During the summer of 2017, he played for the Southern Ohio Copperheads of the Great Lakes Summer Collegiate League and hit .359/.389/.557/.946 with 4 home runs and 38 RBI and being named the MVP of GLSCL All-Star game. Crim produced a .383/.435/.665/1.100 batting line with 13 home runs and 66 RBI as a junior in 2018. That summer he returned to play for Southern Ohio, slashing .404/.419/.680/1.099 with 7 home runs and 52 RBI. He returned for his senior season in 2019 and hit .373/.423/.689/1.112 with 11 home runs and 56 RBI.

==Professional career==
===Texas Rangers===
The Texas Rangers selected Crim in the 19th round of the 2019 MLB draft and he signed with them. Crim split his professional debut season of 2019 between the AZL Rangers of the Rookie-level Arizona League and the Spokane Indians of the Low-A Northwest League, slashing a combined .348/.411/.543 with eight home runs and 48 RBI. He was named the 2019 Northwest League MVP. Crim did not play in a game in 2020 due to the cancellation of the minor league season because of the COVID-19 pandemic.

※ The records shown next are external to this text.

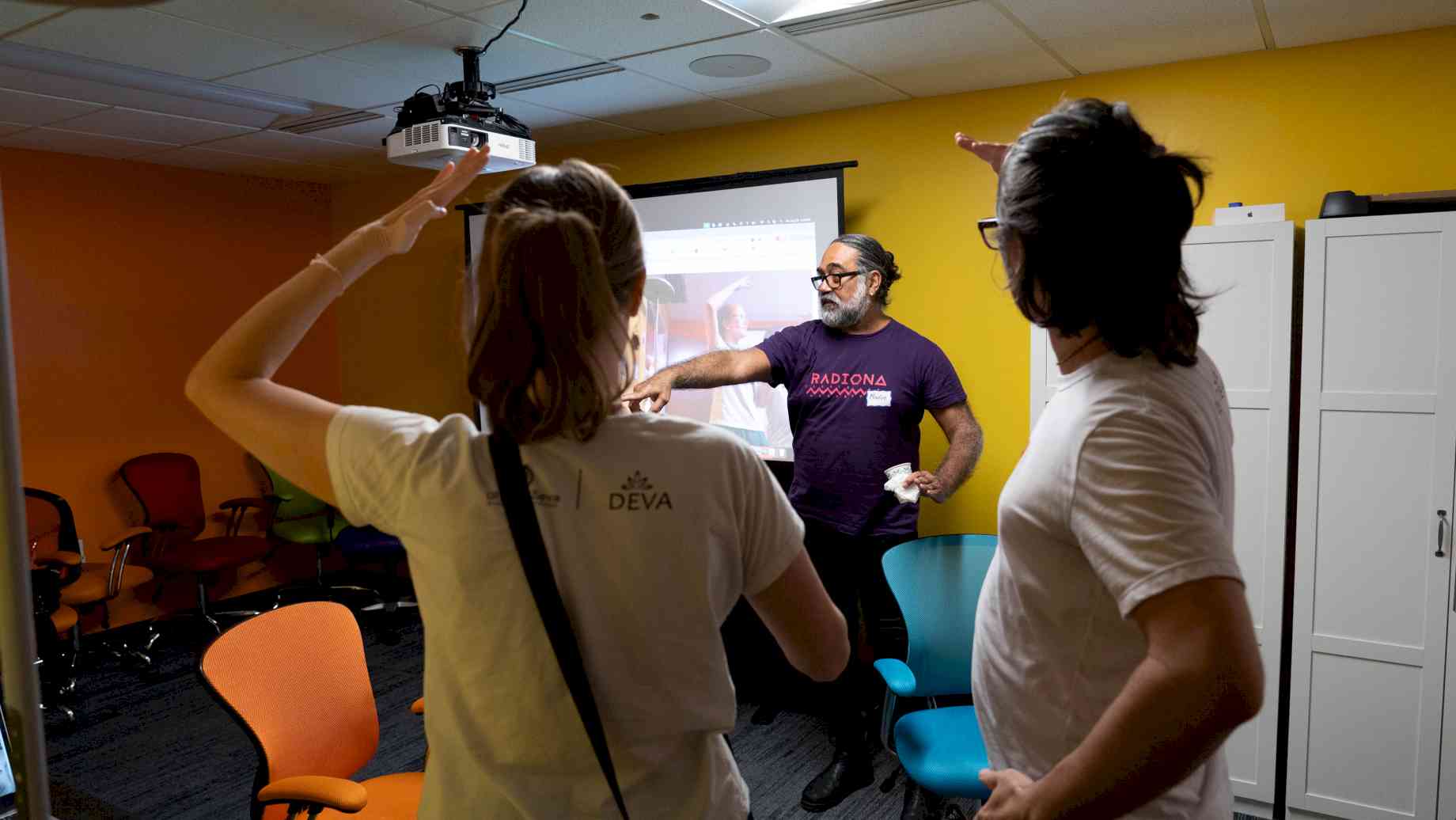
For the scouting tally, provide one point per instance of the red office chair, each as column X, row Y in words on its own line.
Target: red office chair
column 169, row 488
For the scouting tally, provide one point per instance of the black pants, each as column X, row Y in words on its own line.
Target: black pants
column 855, row 580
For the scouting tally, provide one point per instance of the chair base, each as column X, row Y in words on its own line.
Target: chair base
column 322, row 592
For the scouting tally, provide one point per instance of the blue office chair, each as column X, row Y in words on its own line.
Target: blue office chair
column 938, row 582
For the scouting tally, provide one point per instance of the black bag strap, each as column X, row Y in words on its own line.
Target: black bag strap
column 520, row 514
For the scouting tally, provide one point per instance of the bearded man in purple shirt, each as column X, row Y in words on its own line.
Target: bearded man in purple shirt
column 859, row 385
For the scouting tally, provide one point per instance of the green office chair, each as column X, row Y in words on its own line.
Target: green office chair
column 300, row 518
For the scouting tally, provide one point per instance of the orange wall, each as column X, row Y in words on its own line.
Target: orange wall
column 121, row 274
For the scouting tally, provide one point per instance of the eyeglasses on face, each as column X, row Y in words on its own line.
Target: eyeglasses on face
column 833, row 279
column 991, row 232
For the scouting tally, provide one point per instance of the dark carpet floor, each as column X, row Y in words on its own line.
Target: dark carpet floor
column 156, row 746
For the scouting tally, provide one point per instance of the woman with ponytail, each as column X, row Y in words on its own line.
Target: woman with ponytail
column 1114, row 647
column 654, row 526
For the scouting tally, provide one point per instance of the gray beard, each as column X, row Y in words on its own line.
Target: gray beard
column 844, row 315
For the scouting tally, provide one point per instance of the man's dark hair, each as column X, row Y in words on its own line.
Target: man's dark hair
column 873, row 256
column 1100, row 211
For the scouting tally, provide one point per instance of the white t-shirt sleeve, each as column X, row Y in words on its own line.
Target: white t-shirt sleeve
column 771, row 532
column 1147, row 510
column 395, row 469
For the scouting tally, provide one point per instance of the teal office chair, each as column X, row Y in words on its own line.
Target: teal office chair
column 937, row 582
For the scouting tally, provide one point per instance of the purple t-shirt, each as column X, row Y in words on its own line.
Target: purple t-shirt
column 855, row 408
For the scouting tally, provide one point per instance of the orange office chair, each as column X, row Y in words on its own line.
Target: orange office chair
column 294, row 678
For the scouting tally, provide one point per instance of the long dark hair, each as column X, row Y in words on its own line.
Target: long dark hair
column 1100, row 211
column 563, row 254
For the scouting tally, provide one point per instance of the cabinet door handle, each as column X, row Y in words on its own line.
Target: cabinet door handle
column 1440, row 533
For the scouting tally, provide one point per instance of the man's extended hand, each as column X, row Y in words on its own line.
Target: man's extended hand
column 1010, row 795
column 658, row 389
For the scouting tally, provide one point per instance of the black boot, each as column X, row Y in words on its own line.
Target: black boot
column 851, row 771
column 920, row 804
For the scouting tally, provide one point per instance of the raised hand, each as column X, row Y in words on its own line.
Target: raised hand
column 400, row 226
column 993, row 154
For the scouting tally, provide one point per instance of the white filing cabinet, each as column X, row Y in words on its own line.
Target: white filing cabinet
column 1376, row 465
column 1246, row 329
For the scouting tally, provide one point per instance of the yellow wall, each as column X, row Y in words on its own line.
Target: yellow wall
column 1371, row 116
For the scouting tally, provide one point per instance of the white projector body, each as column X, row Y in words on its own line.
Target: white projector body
column 434, row 143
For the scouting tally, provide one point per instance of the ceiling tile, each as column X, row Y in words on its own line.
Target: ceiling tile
column 605, row 95
column 615, row 28
column 686, row 117
column 89, row 91
column 535, row 116
column 328, row 79
column 157, row 127
column 76, row 143
column 366, row 135
column 1102, row 36
column 225, row 162
column 296, row 147
column 162, row 43
column 466, row 6
column 1303, row 22
column 15, row 15
column 582, row 131
column 948, row 50
column 788, row 62
column 40, row 109
column 426, row 55
column 795, row 98
column 317, row 25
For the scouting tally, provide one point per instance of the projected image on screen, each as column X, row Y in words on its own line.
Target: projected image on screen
column 728, row 267
column 727, row 289
column 728, row 264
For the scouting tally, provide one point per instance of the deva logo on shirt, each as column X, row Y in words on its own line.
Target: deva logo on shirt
column 638, row 494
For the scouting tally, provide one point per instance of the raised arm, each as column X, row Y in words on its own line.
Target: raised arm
column 233, row 383
column 710, row 370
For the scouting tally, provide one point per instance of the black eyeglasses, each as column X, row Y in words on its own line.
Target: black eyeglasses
column 991, row 232
column 835, row 280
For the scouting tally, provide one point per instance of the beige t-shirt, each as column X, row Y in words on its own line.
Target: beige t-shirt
column 654, row 528
column 1124, row 492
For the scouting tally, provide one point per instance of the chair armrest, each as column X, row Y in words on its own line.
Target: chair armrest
column 123, row 537
column 897, row 676
column 317, row 790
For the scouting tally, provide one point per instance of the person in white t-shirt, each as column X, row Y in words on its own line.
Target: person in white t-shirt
column 654, row 526
column 1114, row 650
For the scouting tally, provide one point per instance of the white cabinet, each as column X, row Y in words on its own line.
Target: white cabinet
column 1376, row 465
column 1246, row 329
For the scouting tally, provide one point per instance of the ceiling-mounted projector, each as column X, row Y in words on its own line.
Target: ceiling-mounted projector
column 433, row 130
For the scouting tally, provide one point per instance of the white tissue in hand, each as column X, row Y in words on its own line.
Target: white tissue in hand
column 896, row 484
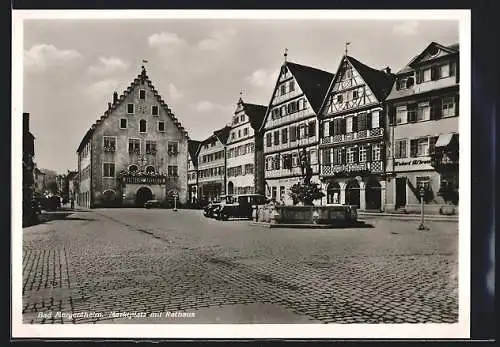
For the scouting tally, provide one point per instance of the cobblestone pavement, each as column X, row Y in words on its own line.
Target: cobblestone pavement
column 95, row 266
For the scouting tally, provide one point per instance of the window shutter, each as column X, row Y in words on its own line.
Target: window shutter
column 355, row 123
column 413, row 148
column 368, row 153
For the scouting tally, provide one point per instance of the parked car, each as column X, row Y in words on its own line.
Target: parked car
column 240, row 207
column 151, row 203
column 208, row 211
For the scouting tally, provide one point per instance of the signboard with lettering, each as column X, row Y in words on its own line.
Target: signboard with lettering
column 423, row 163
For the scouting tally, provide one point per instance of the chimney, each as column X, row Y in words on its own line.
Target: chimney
column 26, row 122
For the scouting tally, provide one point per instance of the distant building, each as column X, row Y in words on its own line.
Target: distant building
column 28, row 168
column 244, row 138
column 291, row 125
column 212, row 166
column 352, row 136
column 136, row 151
column 423, row 109
column 193, row 149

Crim opened the 2021 season with the Hickory Crawdads of the High-A East, hitting .300/.372/.559 with 20 home runs and 61 RBI over 73 games, and was named to the 2021 High-A East All-Star team. Then promoted to the Frisco RoughRiders of the Double-A Central, he finished the season hitting .288/.331/.525 with nine home runs and 19 RBI over 35 games. He played for the Indios de Mayagüez of the Puerto Rican Winter League following the 2021 season. Crim was the league batting champion after hitting .406/.452/.594 with three home runs and 25 RBI. Crim split the 2022 season between Frisco and the Round Rock Express of the Triple-A Pacific Coast League, hitting a combined .293/.357/.485 with 24 home runs and 96 RBI.

Crim received a non-roster invitation to major league spring training in 2023 and returned to Round Rock for the 2023 season, hitting .290/.385/.506 with 22 home runs and 85 RBI. Crim was named the 2023 True Ranger Award winner. He spent the 2024 season back with Round Rock, hitting .277/.370/.469 with 20 home runs and 86 RBI.

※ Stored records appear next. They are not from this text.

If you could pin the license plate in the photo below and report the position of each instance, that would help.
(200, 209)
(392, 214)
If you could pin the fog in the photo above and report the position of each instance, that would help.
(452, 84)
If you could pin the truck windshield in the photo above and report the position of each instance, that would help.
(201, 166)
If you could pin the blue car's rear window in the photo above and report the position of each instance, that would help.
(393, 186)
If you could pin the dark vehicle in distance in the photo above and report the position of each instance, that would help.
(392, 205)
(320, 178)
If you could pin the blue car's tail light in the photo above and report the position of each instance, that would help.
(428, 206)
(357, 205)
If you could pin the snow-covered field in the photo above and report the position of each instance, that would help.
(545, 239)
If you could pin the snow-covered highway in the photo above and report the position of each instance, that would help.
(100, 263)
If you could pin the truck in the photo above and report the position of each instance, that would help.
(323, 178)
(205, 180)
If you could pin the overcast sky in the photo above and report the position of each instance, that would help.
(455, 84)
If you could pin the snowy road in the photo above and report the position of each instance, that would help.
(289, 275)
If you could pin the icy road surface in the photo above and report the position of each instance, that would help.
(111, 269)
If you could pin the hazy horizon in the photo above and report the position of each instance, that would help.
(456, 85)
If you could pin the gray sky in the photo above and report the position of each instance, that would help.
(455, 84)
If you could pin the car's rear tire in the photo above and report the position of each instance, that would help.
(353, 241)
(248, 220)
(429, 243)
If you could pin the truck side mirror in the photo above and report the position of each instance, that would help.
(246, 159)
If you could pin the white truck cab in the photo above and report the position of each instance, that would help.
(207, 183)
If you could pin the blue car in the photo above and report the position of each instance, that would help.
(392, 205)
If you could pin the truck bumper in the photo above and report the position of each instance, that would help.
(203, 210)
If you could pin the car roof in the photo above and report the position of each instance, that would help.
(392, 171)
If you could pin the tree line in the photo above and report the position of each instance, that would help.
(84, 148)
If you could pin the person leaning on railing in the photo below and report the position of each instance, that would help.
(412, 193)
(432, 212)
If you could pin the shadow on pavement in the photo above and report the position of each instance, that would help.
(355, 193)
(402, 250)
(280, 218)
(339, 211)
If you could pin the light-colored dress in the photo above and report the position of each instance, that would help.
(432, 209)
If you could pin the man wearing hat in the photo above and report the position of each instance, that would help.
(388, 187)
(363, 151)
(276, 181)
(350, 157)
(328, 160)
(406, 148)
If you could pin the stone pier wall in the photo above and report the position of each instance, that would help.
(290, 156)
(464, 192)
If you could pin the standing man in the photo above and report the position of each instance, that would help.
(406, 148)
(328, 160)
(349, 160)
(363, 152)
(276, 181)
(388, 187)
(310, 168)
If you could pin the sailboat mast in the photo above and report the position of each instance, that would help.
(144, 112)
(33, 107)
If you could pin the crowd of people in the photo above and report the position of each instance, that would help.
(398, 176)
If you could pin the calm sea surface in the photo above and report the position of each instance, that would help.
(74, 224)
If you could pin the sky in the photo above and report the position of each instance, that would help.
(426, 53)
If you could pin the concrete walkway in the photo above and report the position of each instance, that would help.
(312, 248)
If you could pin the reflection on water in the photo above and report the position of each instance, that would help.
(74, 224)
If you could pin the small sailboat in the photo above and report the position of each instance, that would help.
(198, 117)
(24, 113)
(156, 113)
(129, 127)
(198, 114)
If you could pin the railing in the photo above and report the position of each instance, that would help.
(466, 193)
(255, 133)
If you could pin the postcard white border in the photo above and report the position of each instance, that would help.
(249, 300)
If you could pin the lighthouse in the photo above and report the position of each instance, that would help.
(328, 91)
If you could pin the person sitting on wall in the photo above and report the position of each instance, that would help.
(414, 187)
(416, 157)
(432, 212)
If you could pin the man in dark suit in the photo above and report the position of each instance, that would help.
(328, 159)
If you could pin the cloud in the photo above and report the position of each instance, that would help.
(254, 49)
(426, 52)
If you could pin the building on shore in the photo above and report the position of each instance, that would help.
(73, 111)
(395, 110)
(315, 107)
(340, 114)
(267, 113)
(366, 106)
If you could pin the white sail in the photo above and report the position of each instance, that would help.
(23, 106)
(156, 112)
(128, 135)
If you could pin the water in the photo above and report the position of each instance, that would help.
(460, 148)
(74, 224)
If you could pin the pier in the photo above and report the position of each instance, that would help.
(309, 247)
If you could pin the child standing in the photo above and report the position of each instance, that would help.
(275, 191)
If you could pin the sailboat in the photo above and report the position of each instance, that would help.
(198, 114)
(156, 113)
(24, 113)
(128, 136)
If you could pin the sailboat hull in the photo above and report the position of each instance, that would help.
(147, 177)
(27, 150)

Crim returned to Round Rock to open the 2025 season. On May 2, 2025, Texas selected Crim's contract and promoted him to the major leagues for the first time. In five appearances for the Rangers, he went 0-for-11 with one walk.

Crim was designated for assignment on July 31.

===Colorado Rockies===
On August 3, 2025, Crim was claimed off waivers by the Colorado Rockies. On September 13, Crim recorded his first career hit, a three-run home run off of JP Sears of the San Diego Padres. During his time with the Rockies, Crim had 61 plate appearances in 15 games. He slashed .241/.295/.556 with an .851 OPS (120 OPS+), also hitting five home runs.

Crim began the 2026 campaign with the Triple-A Albuquerque Isotopes, hitting .265/.339/.449 with seven home runs, 35 RBI, and two stolen bases across 36 games. On May 20, 2026, Crim was designated for assignment by the Rockies.

===Texas Rangers (second stint)===
On May 23, 2026, Crim was claimed off of waivers by the Texas Rangers. He made 21 appearances for the Triple-A Round Rock Express, batting .263/.345/.461 with three home runs and 15 RBI. Crim was released by Texas on June 26, in order to pursue an opportunity in Asia.

===NC Dinos===
On July 1, 2026, Crim signed a $275,000 contract with the NC Dinos of the KBO League for the remainder of the 2026 season.